Bystander modelling based on diffusion of signals is in good agreement with experimental cell survival data and induced oncogenic transformation frequencies. The data confirm the protein-like nature of the bystander signal. Linear extrapolation of the cell response to low doses of radiation might underestimate carcinogenic risk, for example for domestic radon hazards, if the contribution from the bystander effect is neglected. The BSDM predicts that the bystander effect cannot be interpreted solely as a low-dose effect phenomenon. It is shown that the bystander component of radiation response can increase with dose and be observed at high doses as well as at low doses. The validity of this conclusion is supported by analysis of experimental results from high-linear energy transfer microbeam experiments.

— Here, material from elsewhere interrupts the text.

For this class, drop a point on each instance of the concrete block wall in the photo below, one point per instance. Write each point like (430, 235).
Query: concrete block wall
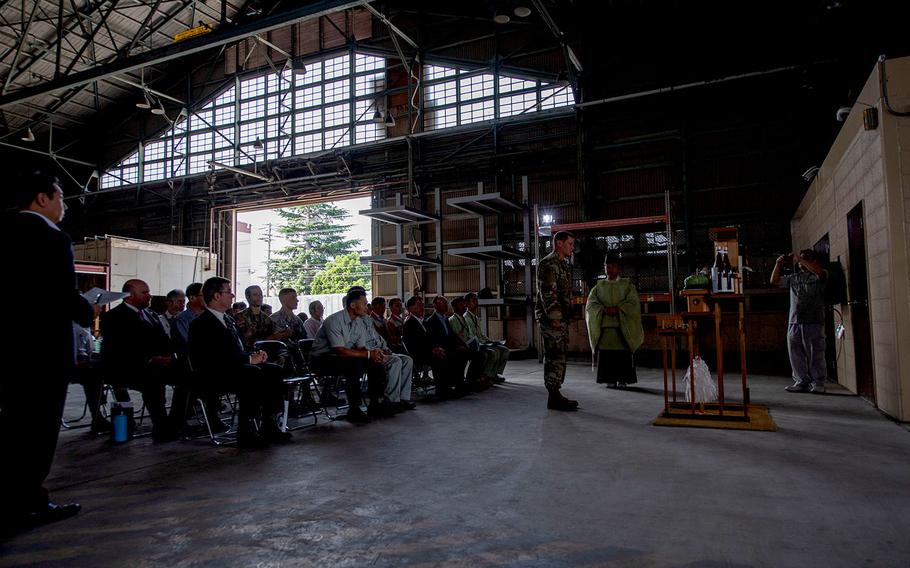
(871, 167)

基于命中细胞与未命中细胞间旁观者信号通信的扩散型传播构建辐射诱导旁观者效应的定量模型。考虑了宽束和微束照射系统导致的细胞失活及诱导的致癌转化。
生物物理模型“旁观者扩散建模(BSDM)”假定,在未命中细胞中观察到的致癌旁观者反应源自从失活细胞接收的特定信号。旁观者信号被假定为通过布朗运动在培养基中扩散的类蛋白质分子。旁观者信号被假定将细胞转变为细胞死亡(凋亡/有丝分裂/坏死)状态或诱导致癌转化模式。
在BSDM模型框架内分析并解释了使用宽束和微束照射方式用辐照条件培养基(ICM)处理后观察到的旁观者细胞存活情况。该模型对细胞失活和诱导致癌转化频率的预测与微束和宽束实验的观察数据吻合良好。在恒定细胞比例照射的情况下,旁观者效应的转化频率随辐射剂量增加而增加。
基于信号扩散的旁观者建模与实验细胞存活数据及诱导致癌转化频率吻合良好。数据证实了旁观者信号的类蛋白质性质。如果忽略旁观者效应的贡献,将细胞反应线性外推至低剂量辐射可能会低估致癌风险,例如对于家庭氡危害。BSDM预测,旁观者效应不能仅被解释为低剂量效应现象。结果表明,辐射反应的旁观者成分可随剂量增加,在高剂量以及低剂量下均可观察到。对高线性能量转移微束实验结果的分析支持了这一结论的有效性。